Wednesday, December 15, 2010

How Long Does It Take For A new Realtor to Become Productive?

When I started in Real Estate almost 30 years ago, it took me 6 months to get to my first closing. Of course, things were a little different back then. There wasn't nearly the emphasis on training there is today, and technology consisted of a calculator and carbon paper. I remember my first broker, on the day I started, giving me my training. He said, "this is your desk, that's your phone, and good luck to you.". I asked, "What do I do?", and he said. "watch what other people do, and do that.". At 19 years of age, it sounded like a plan so I did that. Fortunately, I was able to figure it out, and even though my first closing took a little while (i had my first closing 6 months to the day that I started), and my first year wasn't great, I did well every year thereafter.

Today, things can be much different. Today, we as brokers can influence the learning curve more effectively than ever before. A consistent, properly executed, well thought out learning path for your new agents, coupled with consistent accountability from them to you and you to them in the overseeing of their beginning with you, will result in a more empowered and better educated agent who should be able to do their first piece of business inside of 30-60 days.

The hardest time in an agents career is the beginning of it; they still need to live day to day, they don't have any business in the pipeline, and they aren't sure when they will get any. It takes an agent with either strong vision or blind faith in their ability to overcome all those uncertainties, armed with the knowledge that there is a light at the end of the tunnel, even if they don't exactly see it yet. This is when your agents need you the most, and when you have the greatest opportunity to build your company with knowledgable, professional, loyal and high producing agents for the future. Do it right, and you, your agents and your clients will benefit.

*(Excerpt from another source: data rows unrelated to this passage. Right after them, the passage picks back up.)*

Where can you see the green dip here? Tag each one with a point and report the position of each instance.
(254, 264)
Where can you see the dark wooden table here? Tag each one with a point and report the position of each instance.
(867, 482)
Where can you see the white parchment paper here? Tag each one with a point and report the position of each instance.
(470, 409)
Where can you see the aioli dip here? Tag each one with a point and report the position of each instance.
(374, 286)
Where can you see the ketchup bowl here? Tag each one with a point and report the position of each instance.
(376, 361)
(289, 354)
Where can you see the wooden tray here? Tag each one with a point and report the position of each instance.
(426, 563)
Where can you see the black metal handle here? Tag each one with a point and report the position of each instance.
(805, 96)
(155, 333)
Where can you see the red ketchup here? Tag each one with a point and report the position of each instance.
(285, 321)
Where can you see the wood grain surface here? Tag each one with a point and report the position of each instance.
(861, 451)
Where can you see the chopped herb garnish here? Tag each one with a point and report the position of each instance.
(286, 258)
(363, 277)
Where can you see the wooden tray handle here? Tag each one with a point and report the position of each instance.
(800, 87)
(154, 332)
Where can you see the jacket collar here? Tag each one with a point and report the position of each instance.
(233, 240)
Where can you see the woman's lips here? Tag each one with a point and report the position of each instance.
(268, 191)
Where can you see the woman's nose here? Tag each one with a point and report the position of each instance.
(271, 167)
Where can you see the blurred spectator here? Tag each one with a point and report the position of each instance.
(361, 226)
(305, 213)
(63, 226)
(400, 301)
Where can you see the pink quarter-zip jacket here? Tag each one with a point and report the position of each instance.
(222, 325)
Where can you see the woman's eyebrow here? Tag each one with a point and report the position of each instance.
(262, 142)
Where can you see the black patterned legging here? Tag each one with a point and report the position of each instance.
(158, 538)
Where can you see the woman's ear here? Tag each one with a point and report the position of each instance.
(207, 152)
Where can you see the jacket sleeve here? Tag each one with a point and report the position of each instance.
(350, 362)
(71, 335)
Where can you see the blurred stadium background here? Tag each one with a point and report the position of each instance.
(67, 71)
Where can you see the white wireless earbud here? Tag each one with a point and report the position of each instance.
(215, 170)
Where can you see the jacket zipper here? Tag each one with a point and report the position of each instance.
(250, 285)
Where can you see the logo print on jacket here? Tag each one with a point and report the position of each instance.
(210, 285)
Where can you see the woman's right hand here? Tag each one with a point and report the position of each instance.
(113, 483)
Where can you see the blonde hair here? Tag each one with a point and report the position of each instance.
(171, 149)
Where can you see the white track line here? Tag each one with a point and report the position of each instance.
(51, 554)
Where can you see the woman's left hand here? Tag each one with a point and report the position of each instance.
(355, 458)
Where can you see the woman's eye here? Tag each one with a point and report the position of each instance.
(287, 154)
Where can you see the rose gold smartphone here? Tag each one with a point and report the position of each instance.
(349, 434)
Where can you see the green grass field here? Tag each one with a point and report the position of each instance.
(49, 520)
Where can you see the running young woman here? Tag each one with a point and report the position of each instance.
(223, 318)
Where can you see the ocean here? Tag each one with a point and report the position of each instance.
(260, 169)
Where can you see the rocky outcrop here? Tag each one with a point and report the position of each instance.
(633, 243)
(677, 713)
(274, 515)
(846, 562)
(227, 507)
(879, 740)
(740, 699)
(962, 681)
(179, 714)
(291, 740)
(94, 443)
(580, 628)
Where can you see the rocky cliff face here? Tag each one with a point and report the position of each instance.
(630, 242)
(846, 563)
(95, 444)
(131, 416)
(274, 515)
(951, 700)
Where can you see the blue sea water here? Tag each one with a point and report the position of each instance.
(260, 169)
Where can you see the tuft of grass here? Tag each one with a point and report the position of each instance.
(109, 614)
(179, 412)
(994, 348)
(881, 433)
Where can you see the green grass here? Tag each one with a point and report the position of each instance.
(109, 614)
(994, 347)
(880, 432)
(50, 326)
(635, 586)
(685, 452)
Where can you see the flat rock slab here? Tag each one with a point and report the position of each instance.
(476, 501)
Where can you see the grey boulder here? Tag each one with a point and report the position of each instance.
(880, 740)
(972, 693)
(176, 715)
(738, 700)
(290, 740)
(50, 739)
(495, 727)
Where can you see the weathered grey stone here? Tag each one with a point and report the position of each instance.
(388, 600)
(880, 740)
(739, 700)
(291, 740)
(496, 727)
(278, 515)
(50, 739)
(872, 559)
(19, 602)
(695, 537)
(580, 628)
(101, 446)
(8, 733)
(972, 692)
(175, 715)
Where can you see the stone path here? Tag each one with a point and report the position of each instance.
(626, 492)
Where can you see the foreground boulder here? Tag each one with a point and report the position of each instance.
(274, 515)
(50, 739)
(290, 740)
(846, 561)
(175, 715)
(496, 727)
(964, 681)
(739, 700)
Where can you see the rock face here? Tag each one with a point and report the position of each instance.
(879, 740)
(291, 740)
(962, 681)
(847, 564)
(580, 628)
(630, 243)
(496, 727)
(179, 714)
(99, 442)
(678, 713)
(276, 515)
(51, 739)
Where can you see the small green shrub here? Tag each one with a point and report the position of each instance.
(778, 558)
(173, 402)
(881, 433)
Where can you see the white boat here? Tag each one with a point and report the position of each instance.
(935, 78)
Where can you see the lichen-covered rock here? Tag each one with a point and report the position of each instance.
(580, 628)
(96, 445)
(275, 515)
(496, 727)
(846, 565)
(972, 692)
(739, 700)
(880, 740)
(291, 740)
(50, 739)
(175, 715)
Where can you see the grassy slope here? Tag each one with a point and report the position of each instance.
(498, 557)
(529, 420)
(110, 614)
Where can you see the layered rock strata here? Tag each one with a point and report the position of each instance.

I've been doing it, living it and being it since 1977

I figure maybe I learned something. I remember some 20+ years ago at a party, I met an old time real estate broker. When we were introduced, my friend, who had been partners with him on some ventures, told him I was a Real Estate broker. He immediately said, So, you're a real estate broker?" I replied yes, and he said , "do you know anything?" I responded, and as the words left my mouth I remember thinking what a real answer it was, I said "some days I think I do, and other days I'm not too sure. We both laughed, and the marriage began.

I remember the conversation from time to time and chuckle. I have been around about 20 some-odd years since, and I still love what we do, and I think I may have learned a bit since.

I',m not a broker anymore, I sold my brokerage business to a national entity, and now manage my own projects, work with equity funds and am having a bast. But, I do remember some things, and it would be a shame not to share them with people interested in real estate. So, I will do that, adding from time to time blogs I may have written in the past that still apply, things that may come up that I have interests in or opinions on.

I hope you find my knowledge and experiences fun and interesting, and I look forward to hearing back from some of you.